Paul Stanley defends KISS’ choice to keep playing the hits in their live set

KISS frontman Paul Stanley was interviewed by The Morning Call in advance of the group’s tour stop at The Great Allentown Fair in Allentown, Pennyslvania, USA tomorrow.

The Morning Call spoke to Stanley about KISS‘ setlist and reported as follows:

So when KISS brings its “Freedom to Rock” tour to the Allentown Fair on Thursday, the show won’t be burdened with deep cuts. And even though it’s the 40th anniversary of both of KISS‘ biggest studio discs — “Destroyer” and “Rock and Roll Over” — KISS won’t be doing an album show like many other classic rockers. Instead, the concert will be a show full of hits.

“The cream has always risen to the top, and the people expect certain songs and they’ll get those,” guitarist/singer and founder Paul Stanley says in a phone call from his California home. Recent shows have included them all: “Shout It Out Loud,” “Beth,” “Love Gun,” “Detroit Rock City” and, of course, “Rock and Roll All Nite.”

“The idea of playing obscure songs is only appealing to a die-hard fan who knows our albums inside out,” Stanley says. “To go up on stage and play unknown songs for a handful of people as opposed to playing the songs that everybody wants to hear is really not in our best interests or the audience’s.

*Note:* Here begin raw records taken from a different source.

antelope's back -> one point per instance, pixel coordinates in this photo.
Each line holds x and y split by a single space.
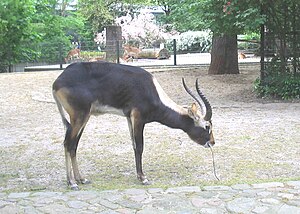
116 85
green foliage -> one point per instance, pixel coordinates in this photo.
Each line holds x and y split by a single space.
279 82
220 16
193 41
15 18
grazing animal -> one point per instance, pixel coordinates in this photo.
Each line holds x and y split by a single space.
72 54
242 56
95 88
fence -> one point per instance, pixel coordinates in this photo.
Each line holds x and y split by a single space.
56 56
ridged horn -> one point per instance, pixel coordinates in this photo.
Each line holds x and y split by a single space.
202 107
208 112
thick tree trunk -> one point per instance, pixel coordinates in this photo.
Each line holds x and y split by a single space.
224 55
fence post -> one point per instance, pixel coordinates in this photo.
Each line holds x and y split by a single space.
174 51
60 57
118 51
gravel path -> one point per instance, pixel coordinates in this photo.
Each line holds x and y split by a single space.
275 197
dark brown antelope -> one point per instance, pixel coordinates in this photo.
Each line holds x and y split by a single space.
95 88
72 54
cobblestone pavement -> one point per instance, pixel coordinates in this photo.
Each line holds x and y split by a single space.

“We want to do the best show possible and we want to blow away people who get to see us once every two years, five years, 10 years. Those are the people who we put the show together for. If somebody comes night after night or sees 10 or 15 shows on a tour, well, they may be asking why we don’t change the show up much. But the fact is we don’t change it up that much because once it’s great, you don’t mess with it.”

You can read the rest of the interview with Stanley at The Morning Call.

Almost two months ago, Sleaze Roxx had noted that KISS’ setlist on their first night of their Freedom To Rock Tour only featured songs that dated 30 years or more except for one (“Psycho Circus” which dates back to 1998).